Je viens de faire l'acquisition d'un Apple TV, et mes premières impressions sont très mitigés...

J'ai installé VLC pour pouvoir lire mes Film, series etc.. en MKV, la ou mon WD TV Live le faisait très bien, la pour un film en HD ça saccade à fond et même pour un épisode d'une série qui ne fait que 100Mo.

Avez vous d'autre application pour remplacer VLC qui fonctionnerais mieux ?

Je suis actuellement en train d'installer Plex sur mon NAS Synology mais d'après ce que j'ai pu lire sur internet ça sera la même car c'est mon NAS qui encodera en direct.

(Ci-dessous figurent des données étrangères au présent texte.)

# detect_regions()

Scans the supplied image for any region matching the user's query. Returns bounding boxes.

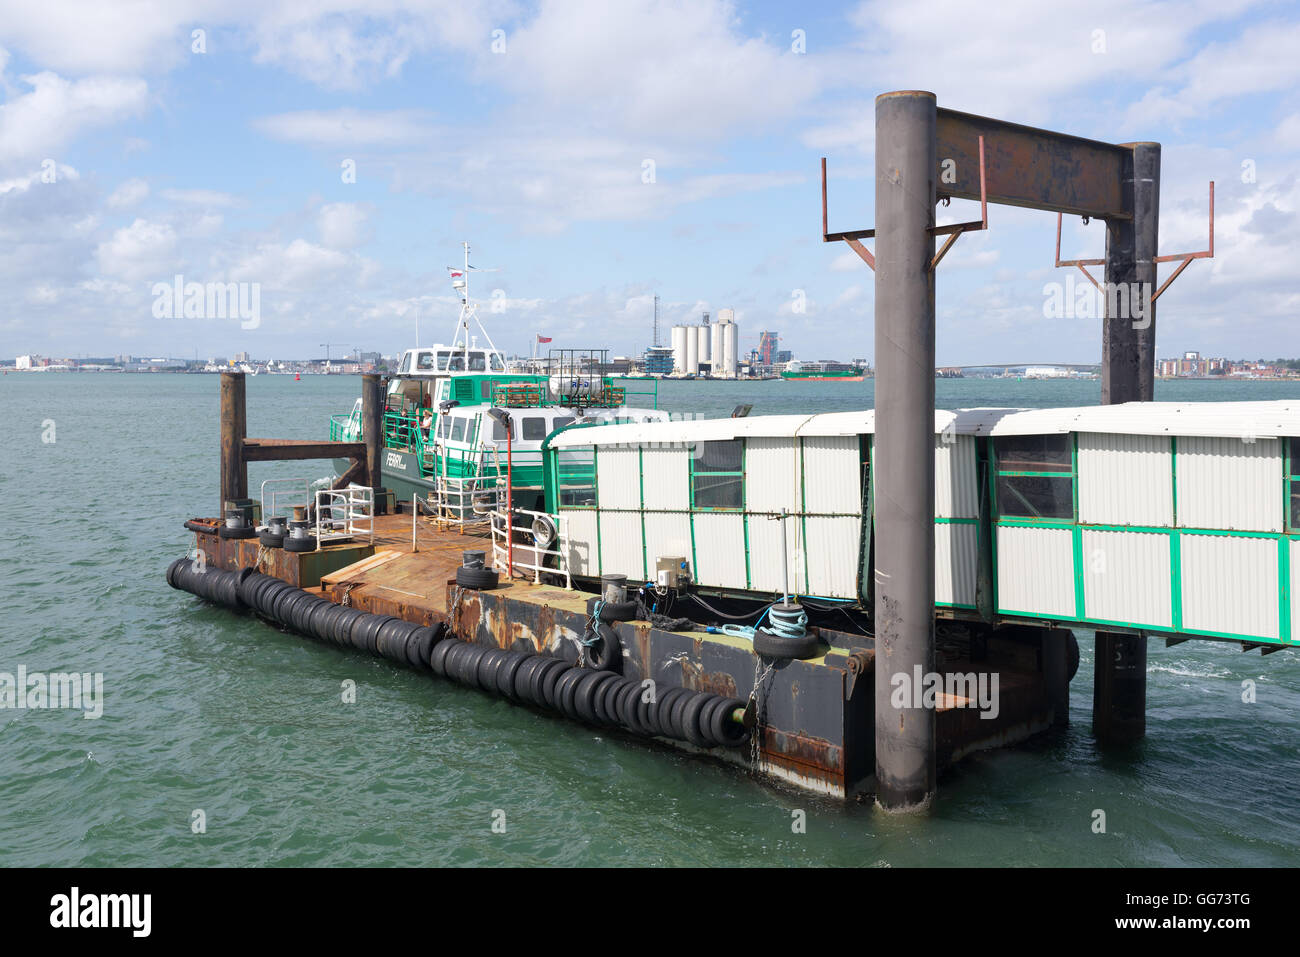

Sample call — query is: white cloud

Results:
[95,218,179,281]
[161,188,239,207]
[0,70,148,170]
[253,108,436,147]
[317,202,372,249]
[107,178,149,208]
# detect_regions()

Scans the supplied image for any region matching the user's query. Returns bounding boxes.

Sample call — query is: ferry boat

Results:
[329,244,666,514]
[780,360,866,381]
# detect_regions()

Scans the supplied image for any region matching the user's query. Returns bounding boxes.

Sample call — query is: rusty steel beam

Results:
[936,108,1132,220]
[241,438,367,462]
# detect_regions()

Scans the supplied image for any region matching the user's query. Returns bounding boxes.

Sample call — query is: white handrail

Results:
[490,505,571,589]
[315,486,375,544]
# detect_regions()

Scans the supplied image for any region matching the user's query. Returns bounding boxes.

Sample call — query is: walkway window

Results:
[691,439,744,510]
[1290,438,1300,530]
[994,434,1074,521]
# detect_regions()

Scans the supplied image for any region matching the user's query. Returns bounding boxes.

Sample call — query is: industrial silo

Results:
[671,326,688,375]
[685,328,699,375]
[710,322,724,376]
[697,325,710,366]
[722,320,738,377]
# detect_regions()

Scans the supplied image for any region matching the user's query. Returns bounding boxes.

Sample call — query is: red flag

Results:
[537,335,553,343]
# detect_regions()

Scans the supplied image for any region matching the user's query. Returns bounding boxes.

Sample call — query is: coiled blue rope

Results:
[717,603,807,641]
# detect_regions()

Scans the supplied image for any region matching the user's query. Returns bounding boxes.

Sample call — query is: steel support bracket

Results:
[822,136,989,273]
[1055,181,1214,298]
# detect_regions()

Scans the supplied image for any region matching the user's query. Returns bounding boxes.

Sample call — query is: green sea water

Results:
[2,371,1299,867]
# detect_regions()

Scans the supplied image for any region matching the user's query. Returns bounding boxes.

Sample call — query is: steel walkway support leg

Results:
[362,373,384,492]
[873,90,938,811]
[1095,142,1159,744]
[219,371,247,518]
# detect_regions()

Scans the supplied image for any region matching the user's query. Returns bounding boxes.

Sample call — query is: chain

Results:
[341,582,355,608]
[748,656,775,773]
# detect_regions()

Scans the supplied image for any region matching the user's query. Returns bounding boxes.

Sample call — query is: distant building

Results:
[15,355,34,370]
[1025,366,1070,378]
[643,346,674,375]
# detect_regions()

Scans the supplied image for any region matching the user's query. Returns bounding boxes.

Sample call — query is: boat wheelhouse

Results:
[539,400,1300,649]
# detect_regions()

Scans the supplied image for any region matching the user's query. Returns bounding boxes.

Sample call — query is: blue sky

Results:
[1,0,1298,365]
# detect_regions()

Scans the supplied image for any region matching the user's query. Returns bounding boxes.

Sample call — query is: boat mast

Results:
[448,241,506,367]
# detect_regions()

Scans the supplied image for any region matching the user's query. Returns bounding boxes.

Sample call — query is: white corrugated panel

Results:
[935,434,978,519]
[1179,533,1279,639]
[1291,540,1300,643]
[803,516,861,599]
[801,436,860,513]
[691,513,748,590]
[745,437,800,513]
[1080,529,1171,627]
[598,511,645,580]
[996,525,1075,617]
[746,513,805,595]
[1175,436,1282,532]
[1077,432,1173,526]
[642,513,693,572]
[935,523,978,606]
[640,447,689,510]
[595,447,641,509]
[957,400,1300,439]
[561,510,599,577]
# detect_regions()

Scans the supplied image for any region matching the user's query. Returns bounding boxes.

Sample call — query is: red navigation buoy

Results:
[294,373,300,381]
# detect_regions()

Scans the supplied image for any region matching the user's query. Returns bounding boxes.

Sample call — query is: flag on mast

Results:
[537,334,552,343]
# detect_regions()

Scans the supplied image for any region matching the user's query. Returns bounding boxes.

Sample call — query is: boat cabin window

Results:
[691,439,744,510]
[416,351,437,372]
[449,417,467,442]
[469,353,486,371]
[490,417,513,441]
[994,434,1074,521]
[490,353,505,371]
[521,416,549,442]
[399,352,412,374]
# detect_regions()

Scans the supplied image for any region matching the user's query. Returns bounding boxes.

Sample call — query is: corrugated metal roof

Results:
[547,401,1300,447]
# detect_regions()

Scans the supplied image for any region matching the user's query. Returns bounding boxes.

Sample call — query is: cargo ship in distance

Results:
[780,360,867,381]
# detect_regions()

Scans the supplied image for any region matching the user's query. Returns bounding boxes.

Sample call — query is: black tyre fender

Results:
[406,626,437,670]
[476,647,509,691]
[708,696,750,748]
[283,535,318,553]
[456,565,499,590]
[429,636,457,678]
[679,692,715,748]
[584,621,622,672]
[654,686,691,740]
[219,525,257,540]
[593,674,625,726]
[535,657,567,709]
[752,627,821,661]
[570,670,608,725]
[615,680,642,732]
[495,651,528,701]
[258,530,285,548]
[585,596,639,622]
[554,667,586,720]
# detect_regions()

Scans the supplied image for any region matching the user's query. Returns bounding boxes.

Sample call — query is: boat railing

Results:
[314,485,375,544]
[489,504,572,589]
[261,477,314,521]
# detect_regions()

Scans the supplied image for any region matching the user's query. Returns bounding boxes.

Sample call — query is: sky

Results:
[1,0,1298,365]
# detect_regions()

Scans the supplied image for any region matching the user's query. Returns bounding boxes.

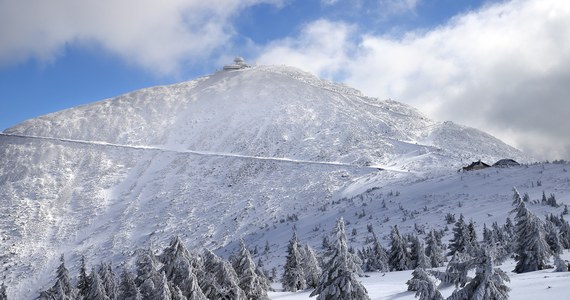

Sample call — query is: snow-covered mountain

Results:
[0,65,545,298]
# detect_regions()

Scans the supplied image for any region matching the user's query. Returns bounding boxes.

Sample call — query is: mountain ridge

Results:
[3,65,528,168]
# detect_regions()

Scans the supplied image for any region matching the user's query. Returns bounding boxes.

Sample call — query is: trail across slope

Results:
[0,133,385,171]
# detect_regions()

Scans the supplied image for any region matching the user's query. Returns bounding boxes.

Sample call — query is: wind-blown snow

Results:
[0,65,550,299]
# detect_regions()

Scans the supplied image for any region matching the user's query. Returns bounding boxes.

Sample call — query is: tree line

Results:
[1,187,569,299]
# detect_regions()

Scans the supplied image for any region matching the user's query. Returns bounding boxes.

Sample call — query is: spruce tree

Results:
[502,218,516,254]
[169,282,187,300]
[483,223,509,264]
[135,249,160,299]
[466,220,480,255]
[410,235,430,269]
[282,231,307,292]
[302,244,323,289]
[99,262,117,300]
[363,230,389,272]
[504,217,515,238]
[39,254,76,300]
[58,255,75,298]
[388,225,409,271]
[512,189,551,273]
[438,251,473,287]
[77,255,90,299]
[0,283,6,300]
[159,236,206,299]
[425,230,444,268]
[310,217,370,300]
[554,254,568,272]
[232,239,270,299]
[154,271,172,300]
[118,268,142,300]
[560,217,570,249]
[406,268,444,300]
[448,249,510,300]
[544,220,563,255]
[183,270,207,300]
[201,249,246,299]
[87,268,110,300]
[448,214,468,256]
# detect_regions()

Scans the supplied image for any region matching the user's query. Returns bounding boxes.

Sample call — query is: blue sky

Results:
[1,0,569,159]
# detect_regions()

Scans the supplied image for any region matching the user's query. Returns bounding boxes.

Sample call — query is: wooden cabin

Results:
[493,159,520,168]
[461,160,491,171]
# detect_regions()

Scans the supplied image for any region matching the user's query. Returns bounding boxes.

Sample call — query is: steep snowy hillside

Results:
[4,66,525,168]
[0,65,533,298]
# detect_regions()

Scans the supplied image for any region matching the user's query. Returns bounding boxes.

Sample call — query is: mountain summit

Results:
[4,65,523,169]
[0,65,526,298]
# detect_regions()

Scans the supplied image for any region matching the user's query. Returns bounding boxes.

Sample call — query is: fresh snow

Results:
[268,252,570,299]
[0,65,566,299]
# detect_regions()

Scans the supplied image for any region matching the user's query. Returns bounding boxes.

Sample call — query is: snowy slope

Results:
[3,66,526,168]
[268,251,570,300]
[0,65,541,298]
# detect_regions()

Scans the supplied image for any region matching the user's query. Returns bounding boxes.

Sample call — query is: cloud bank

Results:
[257,0,570,160]
[0,0,281,74]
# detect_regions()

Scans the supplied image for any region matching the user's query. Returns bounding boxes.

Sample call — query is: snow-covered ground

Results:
[268,252,570,299]
[0,65,565,299]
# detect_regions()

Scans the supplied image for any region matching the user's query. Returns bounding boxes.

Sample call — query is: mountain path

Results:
[0,132,389,172]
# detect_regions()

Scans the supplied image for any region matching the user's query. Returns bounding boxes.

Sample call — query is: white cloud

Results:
[256,0,570,160]
[257,19,356,78]
[0,0,282,74]
[321,0,340,5]
[377,0,421,16]
[319,0,421,17]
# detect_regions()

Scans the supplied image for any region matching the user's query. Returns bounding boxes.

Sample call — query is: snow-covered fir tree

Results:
[77,255,90,299]
[182,271,206,300]
[425,230,445,268]
[409,235,430,269]
[553,254,568,272]
[159,236,192,284]
[98,262,117,300]
[362,230,389,272]
[490,222,504,245]
[169,282,187,300]
[301,244,323,289]
[154,271,172,300]
[389,225,409,271]
[406,268,444,300]
[448,249,510,300]
[482,223,508,264]
[118,268,142,300]
[0,283,6,300]
[504,217,515,238]
[39,254,76,300]
[544,220,563,255]
[483,224,493,246]
[135,249,161,299]
[159,236,206,299]
[430,251,473,287]
[282,231,307,292]
[448,214,468,256]
[87,267,110,300]
[466,220,480,255]
[559,216,570,249]
[310,217,370,300]
[232,239,270,300]
[512,189,551,273]
[201,249,246,299]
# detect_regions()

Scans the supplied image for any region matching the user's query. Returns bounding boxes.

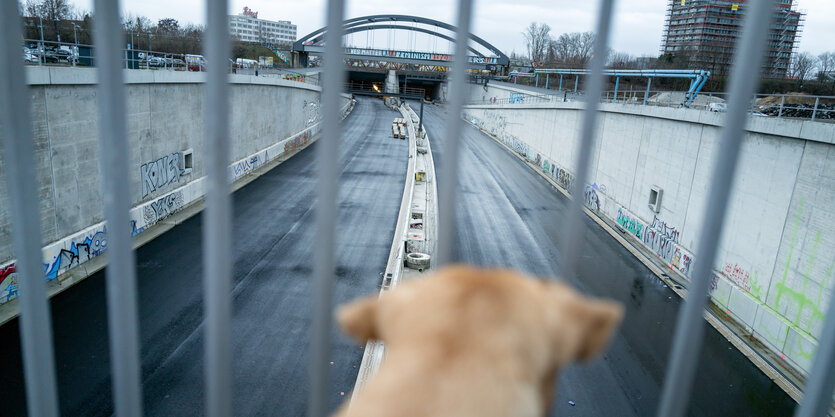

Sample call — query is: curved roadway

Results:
[0,97,405,416]
[421,101,796,417]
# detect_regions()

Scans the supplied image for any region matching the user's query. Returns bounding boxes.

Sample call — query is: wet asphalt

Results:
[0,97,407,416]
[420,101,796,416]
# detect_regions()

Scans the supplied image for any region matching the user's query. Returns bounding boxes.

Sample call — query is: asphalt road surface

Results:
[420,101,797,417]
[0,97,406,416]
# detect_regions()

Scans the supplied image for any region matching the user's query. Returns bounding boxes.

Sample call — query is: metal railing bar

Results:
[556,0,615,279]
[655,1,778,416]
[436,0,474,266]
[92,0,144,415]
[308,0,345,414]
[794,296,835,417]
[0,3,60,416]
[202,0,233,416]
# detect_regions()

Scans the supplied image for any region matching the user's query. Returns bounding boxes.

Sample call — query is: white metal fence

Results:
[1,0,834,416]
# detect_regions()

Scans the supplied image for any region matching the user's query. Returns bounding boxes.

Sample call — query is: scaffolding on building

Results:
[660,0,805,79]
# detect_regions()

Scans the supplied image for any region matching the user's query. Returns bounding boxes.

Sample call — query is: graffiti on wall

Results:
[709,274,719,294]
[143,191,185,225]
[43,226,107,281]
[304,99,321,127]
[613,205,694,279]
[285,130,311,153]
[584,184,600,211]
[616,207,645,239]
[671,247,694,278]
[723,262,752,292]
[509,93,525,104]
[0,264,18,302]
[554,167,573,191]
[642,215,680,264]
[232,155,263,181]
[141,152,184,198]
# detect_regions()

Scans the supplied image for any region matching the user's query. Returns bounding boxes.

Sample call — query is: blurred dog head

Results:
[339,265,623,412]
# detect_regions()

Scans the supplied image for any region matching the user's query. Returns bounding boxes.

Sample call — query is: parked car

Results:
[148,56,163,67]
[23,47,38,63]
[37,48,60,63]
[54,48,73,62]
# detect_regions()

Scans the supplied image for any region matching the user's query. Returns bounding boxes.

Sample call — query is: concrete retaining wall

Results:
[463,82,835,376]
[0,67,350,304]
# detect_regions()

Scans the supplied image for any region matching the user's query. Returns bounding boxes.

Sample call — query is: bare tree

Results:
[156,18,180,35]
[523,22,551,63]
[25,0,71,20]
[25,0,73,40]
[548,31,596,68]
[817,51,834,81]
[608,51,636,69]
[791,52,816,81]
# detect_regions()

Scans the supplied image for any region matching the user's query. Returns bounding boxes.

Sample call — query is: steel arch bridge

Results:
[292,14,509,72]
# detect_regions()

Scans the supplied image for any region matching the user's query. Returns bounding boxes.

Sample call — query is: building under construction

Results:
[661,0,805,78]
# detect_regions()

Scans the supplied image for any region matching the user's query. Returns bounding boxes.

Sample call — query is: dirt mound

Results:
[756,93,835,106]
[647,91,723,106]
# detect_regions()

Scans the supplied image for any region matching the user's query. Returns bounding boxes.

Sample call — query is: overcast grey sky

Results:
[72,0,834,56]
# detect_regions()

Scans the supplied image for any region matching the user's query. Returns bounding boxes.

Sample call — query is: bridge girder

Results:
[293,14,509,69]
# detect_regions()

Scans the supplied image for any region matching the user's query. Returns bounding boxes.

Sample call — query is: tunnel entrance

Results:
[346,70,444,101]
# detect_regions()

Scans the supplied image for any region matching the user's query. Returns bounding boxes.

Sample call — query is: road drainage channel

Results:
[349,102,439,401]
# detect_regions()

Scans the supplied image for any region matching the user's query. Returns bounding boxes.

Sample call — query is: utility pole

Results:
[54,17,60,43]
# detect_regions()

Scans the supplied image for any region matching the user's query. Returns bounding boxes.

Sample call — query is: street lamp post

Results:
[38,16,44,66]
[54,17,60,43]
[72,23,79,67]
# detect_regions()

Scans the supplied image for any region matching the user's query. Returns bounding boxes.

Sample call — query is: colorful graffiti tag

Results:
[0,264,18,302]
[284,130,312,153]
[642,215,680,264]
[43,226,107,281]
[671,247,693,279]
[616,208,644,239]
[723,262,752,292]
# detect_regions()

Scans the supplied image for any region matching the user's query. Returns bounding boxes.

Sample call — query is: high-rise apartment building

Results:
[229,7,297,46]
[661,0,804,78]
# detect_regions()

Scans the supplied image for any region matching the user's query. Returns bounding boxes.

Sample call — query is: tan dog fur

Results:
[334,265,624,417]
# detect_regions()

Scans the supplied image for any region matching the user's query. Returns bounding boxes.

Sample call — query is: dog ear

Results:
[337,295,380,343]
[574,298,623,361]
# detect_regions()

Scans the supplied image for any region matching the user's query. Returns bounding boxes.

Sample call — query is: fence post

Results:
[644,77,652,105]
[436,0,473,266]
[778,95,785,118]
[811,96,819,120]
[545,73,549,89]
[308,0,346,414]
[656,1,778,415]
[574,75,579,93]
[0,4,60,416]
[613,76,619,103]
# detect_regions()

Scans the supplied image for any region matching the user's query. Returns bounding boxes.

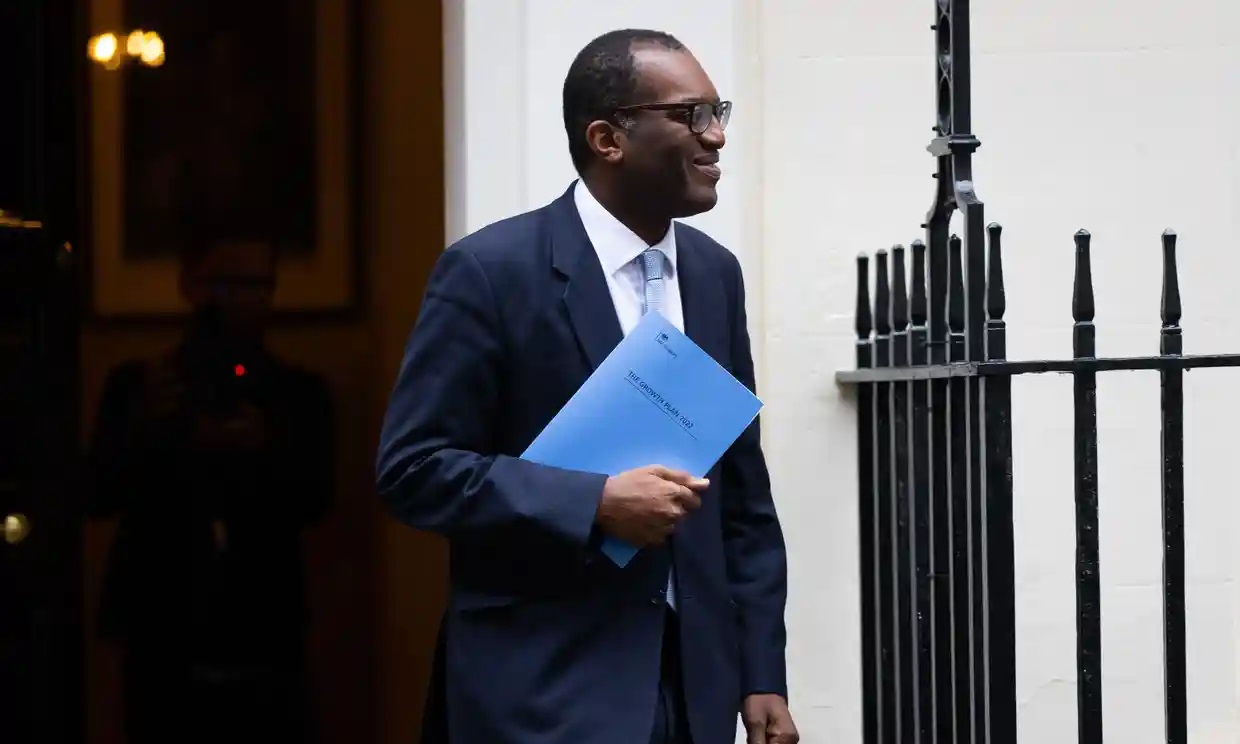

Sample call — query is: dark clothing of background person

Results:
[87,327,334,743]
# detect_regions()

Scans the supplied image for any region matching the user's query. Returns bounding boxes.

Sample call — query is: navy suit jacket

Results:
[376,184,788,744]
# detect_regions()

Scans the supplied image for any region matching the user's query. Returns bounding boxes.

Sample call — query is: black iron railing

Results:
[834,1,1240,743]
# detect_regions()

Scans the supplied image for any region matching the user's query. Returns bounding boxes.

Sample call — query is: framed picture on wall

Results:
[87,0,358,319]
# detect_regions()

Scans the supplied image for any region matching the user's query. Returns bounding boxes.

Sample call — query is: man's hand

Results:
[594,465,708,546]
[742,694,799,744]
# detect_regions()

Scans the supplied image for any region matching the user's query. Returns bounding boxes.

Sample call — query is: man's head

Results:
[178,235,277,344]
[562,29,729,222]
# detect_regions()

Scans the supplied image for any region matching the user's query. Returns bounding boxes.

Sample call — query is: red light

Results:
[234,364,246,377]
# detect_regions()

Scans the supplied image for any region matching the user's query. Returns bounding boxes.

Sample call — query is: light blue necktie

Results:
[640,248,677,610]
[641,248,665,317]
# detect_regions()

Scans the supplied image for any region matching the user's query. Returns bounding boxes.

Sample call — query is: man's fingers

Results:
[768,725,799,744]
[769,709,799,743]
[678,475,711,490]
[647,465,709,490]
[743,720,764,744]
[669,470,709,489]
[675,486,702,510]
[648,465,691,482]
[663,498,692,526]
[647,523,673,544]
[742,709,766,744]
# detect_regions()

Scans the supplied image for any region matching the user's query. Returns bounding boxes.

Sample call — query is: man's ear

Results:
[585,119,626,166]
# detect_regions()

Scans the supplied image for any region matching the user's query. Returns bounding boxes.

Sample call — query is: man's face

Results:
[180,241,276,338]
[615,45,727,218]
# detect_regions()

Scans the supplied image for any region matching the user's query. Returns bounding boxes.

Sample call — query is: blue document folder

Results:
[521,310,763,566]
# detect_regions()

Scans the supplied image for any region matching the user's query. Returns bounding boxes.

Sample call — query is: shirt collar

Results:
[573,179,677,278]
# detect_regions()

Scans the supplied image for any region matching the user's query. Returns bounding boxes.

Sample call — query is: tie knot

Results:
[640,249,664,282]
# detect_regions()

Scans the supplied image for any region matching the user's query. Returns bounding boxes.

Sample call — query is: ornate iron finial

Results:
[1160,229,1182,357]
[1072,229,1096,359]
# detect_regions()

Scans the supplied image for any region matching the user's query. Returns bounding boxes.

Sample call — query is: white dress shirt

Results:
[572,179,682,610]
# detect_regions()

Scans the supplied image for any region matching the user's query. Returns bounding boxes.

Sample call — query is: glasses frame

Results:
[612,100,732,135]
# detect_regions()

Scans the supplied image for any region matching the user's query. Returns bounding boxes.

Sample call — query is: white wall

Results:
[443,0,1240,741]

PS : Pour le moment infuse (gratuit) fonctionne bien avec les sous titre la ou VLC ramait


----------



## squall23 (3 Mars 2016)

slt,

moi pour ma par j'ai un wd avec disque dur de 1tr plus un autre disque connecter en USB et sur apple tv 4 j'utilise infuse attention tu peux télécharger la version gratuit mais tu ne sauras pas lire de film tu devras passé à la version pro qui coûte 10€ aussi non ça fonctionne super maintenant tu as plex qui fonctionne très bien aussi.


----------



## droyze (3 Mars 2016)

Ok, bah écoute j'ai acheté Infuse et c'est le top....... très déçu de VLC


----------



## Shervane (8 Avril 2016)

Mon NAS décode parfaitement deux flux mkv sans saccade sous Plex ... Tous dépend du NAS que tu as ... Si processeur ARM oubli ... Si processeur Intel c'est bon ... Mais plus cher ... 
Infuse dans sa version gratuite que j'ai est trop limité par rapport à Plex (je parle en option utilisateur pas décodage) ... Je ne connais pas la version pro ... Vlc sait lire un serveur Plex ...  
En résumé tu as Plex mais qui a besoin d'un serveur/client qui fait peur à beaucoup de gens car  gourmand en ressources
Infuse encore trop jeune mais qui décode en interne, il lui manque plein d'options utilisateur qui sont ultra sympa sous Plex (rien que le nombre d'épisodes non lu par exemple ...)
Vlc meme avec le moteur changé il y a un an il devient vieux et manque aussi d'options utilisateur mais servira pour les flux mieux pris en charge par lui que les autres ... 
Après selon ton NAS tu as les appli qui vont avec ... Moi j'ai un synology donc il y a aussi l'appli DS video qui essaye de faire comme Plex mais sans la partie serveur ... Je le situe entre infuse et Plex ...


----------



## DouceProp' (13 Octobre 2016)

Le moins prise de tête c'est Infuse Pro. 10 € et ça marche.
Plex est mieux pour l'instant mais les apps évoluent, Infuse aura peut-être un jour les options de Plex...


----------